Prédication prononcée le 13 avril  2014, au temple de l'Étoile à Paris,

par le Pasteur Louis Pernot

Le rôle de Judas n’est pas simple à déterminer, beaucoup de choses contraires ont été dites sur lui, et d’ailleurs quelle importance cela peut-il avoir pour nous ? En fait beaucoup, parce que dans chaque hypothèse, c’est toute une théologie qui est véhiculée.

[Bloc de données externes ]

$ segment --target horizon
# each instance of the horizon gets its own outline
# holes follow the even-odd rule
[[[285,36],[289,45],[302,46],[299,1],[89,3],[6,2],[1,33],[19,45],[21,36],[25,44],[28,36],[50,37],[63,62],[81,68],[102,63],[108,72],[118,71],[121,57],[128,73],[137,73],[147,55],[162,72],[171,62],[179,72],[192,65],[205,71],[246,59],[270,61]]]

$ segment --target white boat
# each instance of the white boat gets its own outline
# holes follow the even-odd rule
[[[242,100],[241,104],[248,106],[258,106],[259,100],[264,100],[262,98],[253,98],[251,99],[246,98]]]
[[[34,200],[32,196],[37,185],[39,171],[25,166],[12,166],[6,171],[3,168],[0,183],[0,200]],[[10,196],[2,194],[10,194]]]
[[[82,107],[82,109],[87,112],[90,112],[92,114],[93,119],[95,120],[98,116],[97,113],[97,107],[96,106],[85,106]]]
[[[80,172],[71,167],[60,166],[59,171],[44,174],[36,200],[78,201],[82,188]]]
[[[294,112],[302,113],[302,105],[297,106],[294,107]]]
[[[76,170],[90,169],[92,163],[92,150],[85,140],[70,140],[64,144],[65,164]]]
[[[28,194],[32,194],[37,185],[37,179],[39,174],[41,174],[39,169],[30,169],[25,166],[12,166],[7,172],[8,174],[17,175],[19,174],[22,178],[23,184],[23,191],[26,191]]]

Classiquement, on a présenté Judas comme tout simplement un authentique méchant, l’exemple même du traître, du vil, de celui qui est fourbe avec son baiser de traitrise, et du vénal avec ses trente pièces d’argent. L’Evangile ajoute encore la faiblesse, puisque pris de remords, au lieu de se repentir, il se pend. Et dans cette présentation des choses, la morale est sauve puisqu’en plus il semble bien qu’il sera perdu : Jésus dira de lui : «  il aurait mieux valu qu’il ne soit pas né ! » (Marc 14 :21) phrase de condamnation pour le moins radicale.
Cette condamnation tombe bien pour les moralisateurs : le méchant est puni, et en même temps, nous ne nous sentons pas trop concernés parce que personne ne s’identifie vraiment à un tel concentré de lâcheté.

Mais on peut se poser des questions à partir d’un si beau discours. D’abord est-il vraiment évident que Judas ne puisse être sauvé ? Peut-on penser que s’il s’était repenti, il aurait pu être pardonné ? Paul nous est bien présenté dans cette situation, ayant été complice de l’assassinat de chrétiens comme Etienne, il se convertira et deviendra l’un des plus grands apôtres. Mais Judas ne s’est pas repenti. Certes il a regretté, mais le remord n’est pas le repentir. Il ne suffit pas de regretter, il faut changer d’attitude. A priori, le message de l’Evangile nous pousse à penser que cela aurait pu être possible, mais il y a la parole de condamnation de Jésus : « il aurait mieux valu qu’il ne soit pas né ». En fait, on peut penser que ce qui a privé Judas de son salut, c’est plus son suicide que sa trahison. Son suicide montre qu’il ne croyait pas à la grâce, c’est un refus de l’espérance du pardon. C’est ça qui le condamne en fait. Et on peut penser que Jésus avait compris cela, en ce que ce qui est grave dans son rejet du Christ, ce n’est pas par rapport à la personne de son ami, mais en tant que cela devait aller de pair avec un rejet de son message. S’opposer à Jésus, ne pas croire en lui, c’était refuser ce qui faisait le cœur de son message : rejeter lest notions de pardon, de grâce et d’amour. Et dans ce cas, la vie perd tout son sens. C’est aussi ce que dira le Christ quand il affirmera que tout péché peut être pardonné, sauf le « blasphème contre le Saint Esprit », c’est-à-dire que la seule chose grave, c’est de refuser la puissance même de pardon et de grâce qui est en Dieu. Jésus va même très loin dans ce sens, et quand il dit : « il aurait mieux valu qu’il ne soit pas né », nous entendons, contrairement à la mode moderne, que la vie physique n’est pas un absolu sacré, mais qu’il peut y avoir des cas où il vaudrait mieux que la vie physique ne soit pas. C’est un cas extrême certes, mais en effet, la vie humaine physique n’a de sens que si il y a de l’amour, de la grâce, dans une direction ou dans l’autre, que cela soit reçu, ou pour en donner.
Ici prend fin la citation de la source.